No recuerdo si mi madre nos llevó a esa playa de nuevo después de lo que le pasó a papá. Muchos veranos, mamá hacía de tripas corazón y nos llevaba de vacaciones a mi hermana y a mí en el coche mientras escuchábamos música de la radio y compartíamos bocadillos de tortilla de patata. Bajábamos las ventanillas para que no nos fundiera el calor y olíamos los campos de los olivos. Eran ese tipo de viajes que luego uno no sabe si pertenecen a la realidad o a un gran y precioso sueño. No importaba si íbamos a Nerja, Motril o a Salobreña. Durante el viaje en carretera, Estrella se inventaba historias de seres fantásticos, leyendas de sirenas y cuevas de mujeres encantadas. Y nuestra madre nos compraba helados de chocolate al parar en la gasolinera, donde muchas otras familias también hacían lo mismo. Aquel dulce se iba derritiendo lentamente en la boca; esa era parte de la magia del viaje.
Es cierto que, muchas veces, contemplé a nuestra madre con la foto de la playa de La Joya en las manos. En su cara había un deje de tristeza infinita; un dolor terrible en su corazón. La guardaba en el primer cajón de la mesita de noche y me pedía que me sentase a su lado, sobre la colcha blanca de algodón. Me abrazaba y me hablaba sobre la importancia del destino. La importancia de lo que uno verdaderamente ama en la vida y la lucha que tiene que llevar a cabo para conseguirlo. Y las prioridades. Yo asentía sin comprenderla, sin entender las lágrimas de sal sobre sus ojos de jade. Los suspiros de nostalgia se le atragantaban en el pecho.
Estrella
«Tu hogar reside donde esté tu corazón». Eso me decía mi madre cuando la visitaba en su cuarto y la sorprendía mirando la foto de la playa de La Joya.
Aquella noche de San Juan, hace mucho tiempo, me contó que ella, con su vestido celeste de lentejuelas, cantaba sobre las rocas, como hacen las sirenas. Y un joven marinero se hechizó en el aroma de su voz azul. Se conocieron al calor crepitante de la hoguera y la humedad de la luna. Ambos eran jóvenes y estaban inflamados de sueños. Aquella playa fue testigo de esa gran vivencia que se tiene una sola vez en la vida. Si yo cierro los ojos puedo ver sus manos, sus besos y sus miradas entrelazadas en la espuma violeta de su querida playa.
Sé que mi madre nunca fue tan feliz como cuando conoció a papá. Será verdad que el amor es como un caballo desbocado, como las olas al galope que implosionan hasta los acantilados más férreos; una galaxia palpitante que explota su bellísima luminosidad hasta engullir todo agujero negro; un acantilado desde el que arrojarse y saber que nunca estás más vivo. Ese es el mayor tesoro que jamás se puede tener, me lo decía mamá: amar y ser amado. Yo aún no conozco ese tipo de amor. Supongo que tan sólo he de esperar.
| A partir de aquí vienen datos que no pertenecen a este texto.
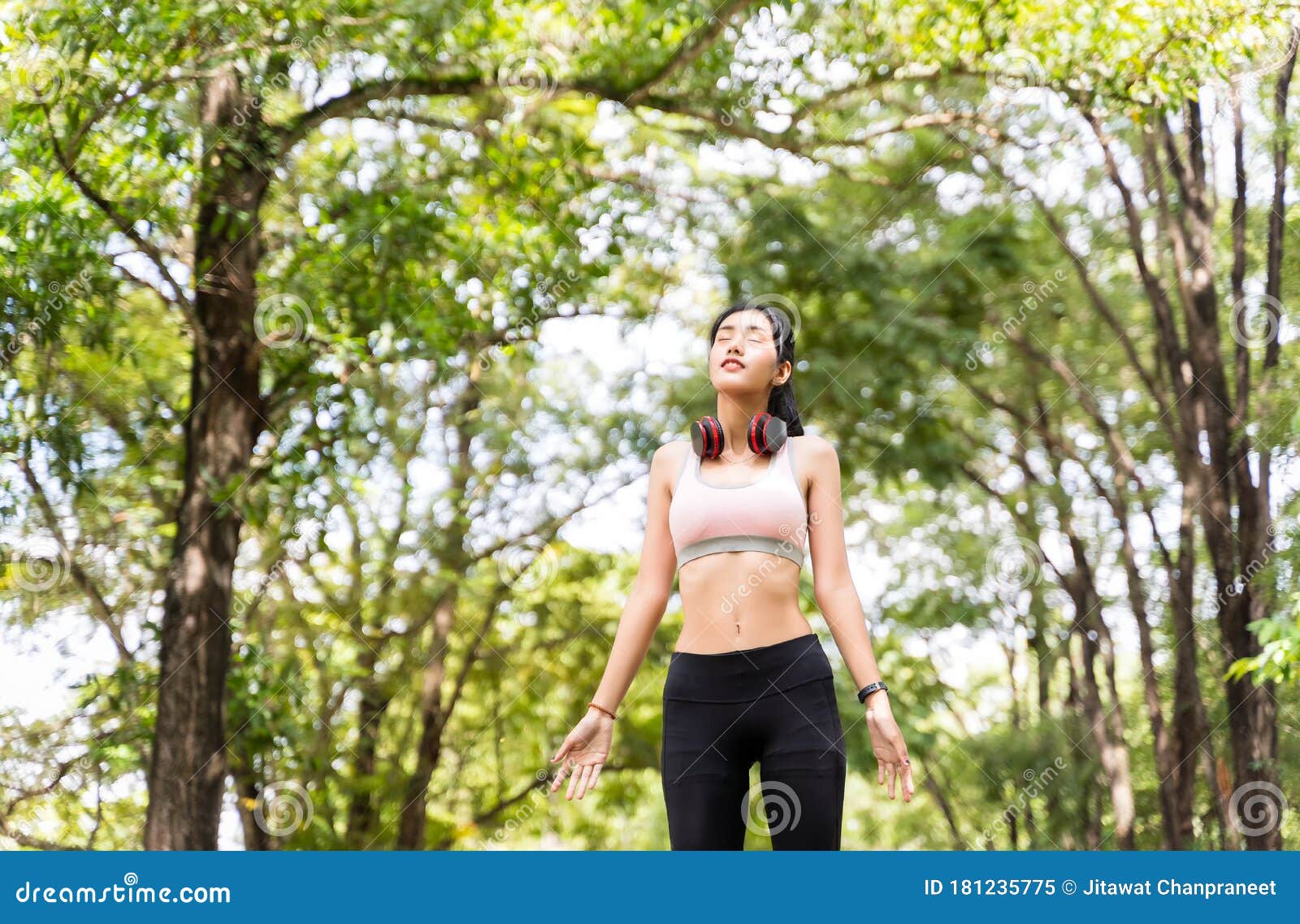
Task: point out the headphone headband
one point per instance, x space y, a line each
766 434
Sin embargo, a mi padre se lo llevó el mar cuando aún éramos muy pequeñas. Y ella tuvo que abandonar todos sus sueños para sacarnos adelante y soportar los oleajes de la vida. Nunca conocí mujer más fuerte que ella. Mi madre abandonó su ígnea carne de sirena y el mar por nosotras. Se transformó en humana. Adoptó su nueva condición porque nos amaba a Concha y a mí. Me alegra que ambas fuésemos el fruto de un amor tan grande entre ella y papá.
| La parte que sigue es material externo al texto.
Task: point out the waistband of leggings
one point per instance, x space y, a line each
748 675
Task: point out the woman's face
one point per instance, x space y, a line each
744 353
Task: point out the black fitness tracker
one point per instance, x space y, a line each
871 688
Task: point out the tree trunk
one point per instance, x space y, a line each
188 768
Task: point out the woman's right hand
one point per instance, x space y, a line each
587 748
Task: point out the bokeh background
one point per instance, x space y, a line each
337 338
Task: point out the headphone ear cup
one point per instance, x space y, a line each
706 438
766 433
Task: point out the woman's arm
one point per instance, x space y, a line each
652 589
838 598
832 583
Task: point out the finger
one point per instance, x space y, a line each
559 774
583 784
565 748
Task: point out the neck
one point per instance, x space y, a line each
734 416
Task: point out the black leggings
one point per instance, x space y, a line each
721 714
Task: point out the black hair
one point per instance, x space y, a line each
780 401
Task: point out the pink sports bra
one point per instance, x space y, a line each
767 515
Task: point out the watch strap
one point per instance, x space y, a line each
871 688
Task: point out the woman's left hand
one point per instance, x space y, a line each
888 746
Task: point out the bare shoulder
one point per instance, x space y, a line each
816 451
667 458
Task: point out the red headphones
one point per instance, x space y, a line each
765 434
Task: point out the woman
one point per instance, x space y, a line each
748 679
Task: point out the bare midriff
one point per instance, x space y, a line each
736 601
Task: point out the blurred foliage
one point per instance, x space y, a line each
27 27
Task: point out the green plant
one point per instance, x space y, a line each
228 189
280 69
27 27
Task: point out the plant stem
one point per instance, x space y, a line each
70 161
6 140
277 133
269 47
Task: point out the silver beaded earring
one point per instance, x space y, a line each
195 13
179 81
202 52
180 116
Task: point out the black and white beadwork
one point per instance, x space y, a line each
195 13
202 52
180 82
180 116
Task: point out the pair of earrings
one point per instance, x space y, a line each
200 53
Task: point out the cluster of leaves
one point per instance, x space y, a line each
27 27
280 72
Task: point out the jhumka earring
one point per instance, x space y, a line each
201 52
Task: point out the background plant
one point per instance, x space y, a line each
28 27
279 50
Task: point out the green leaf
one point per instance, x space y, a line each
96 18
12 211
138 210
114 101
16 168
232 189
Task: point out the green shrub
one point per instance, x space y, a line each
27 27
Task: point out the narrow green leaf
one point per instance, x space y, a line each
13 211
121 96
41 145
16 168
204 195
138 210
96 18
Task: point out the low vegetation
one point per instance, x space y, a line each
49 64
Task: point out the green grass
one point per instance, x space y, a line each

Mamá no ha muerto. Estoy segura de que ha vuelto a su hogar. Y está con papá, quien la esperaba. Lo creo. Lo creo firmemente. En la playa de La Joya. La última vez que fui, he escuchado el canto de mamá, su voz azul. Cantaba. Cantaba notas dulces sobre las olas de sal. Y sé que la he visto: su piel plateada de sirena danzaba sobre la espuma. Su melena negra estaba decorada por caracolas y conchas nacaradas. Abrazaba, al fin, a mi padre. Y él a ella. Y dos estrellas del cielo, como zafiros, vertían su luz azul sobre la danza del agua.